Clearly changes in household incomes that include capital gains are not only much larger than disposable incomes. They are also much more variable, given exposure to financial market forces. Retirement funds moreover are less immediately accessible than income from work or from dividends or interest income that compounds most usefully when reinvested in retirement funds, rather than when paid out and consumed. Banks will lend when secured by incomes. They are apparently much more reluctant to regard pension fund assets as security for their credit. Is this appropriate, to encourage saving up rather than down? By households many of whom live from paycheck to paycheck and incur expensive debt doing so. Cheaper credit would be very valuable to them.
Though households are drawing increasingly, in as far as they are allowed to by the two-pot system, to cash in their pension fund gains. The number of such drawdowns, repeated drawdowns, have been increasing. Though the amounts drawn down to fund current expenditure given the growth in the market value of pension fund assets has not had a significant negative influence on the funds managed. Favourable wealth effects will have helped to stimulate household spending in SA in 2025 and compensated for a general reluctance or inability to commit funds to capex. For want of business confidence to do so and for want of capacity of SOE’s to do so.

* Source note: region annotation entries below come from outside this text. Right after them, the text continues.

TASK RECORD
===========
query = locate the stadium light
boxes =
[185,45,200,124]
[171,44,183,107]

Despite the ubiquity of pension funds for the formally employed the distribution of SA’s wealth has surely been less equal than the distribution of incomes. Especially given that so many South Africans, earn or report no incomes at all and rely on the taxpayers to fund their consumption of private and public goods. So reducing significantly differences in actual consumption if not in earned incomes.
But an inevitably unequal distribution of wealth and of the savings of net income, including capital gains, undertaken mostly by the better off has a major upside. It means more capital for the economy to fund productive real capital, plant equipment, infrastructure and also R&D. The higher the ratio of capital- that is wealth to the labour force – the higher will be incomes from work. The rich make their contribution not only by producing and earning more (when earned in the old-fashioned honest way not corruptly) But also by saving more to help fund capex.
Expenditure on consuming goods and services by rich and poor has an opportunity cost. It means fewer goods and services left over to be consumed by others, in the wider community. But saving, accumulating wealth and not spending it all, postponing spending, provides a public benefit. It enables and funds the growth in the real stock of capital. It should be encouraged. As should the incentives to allocate capital domestically rather than abroad.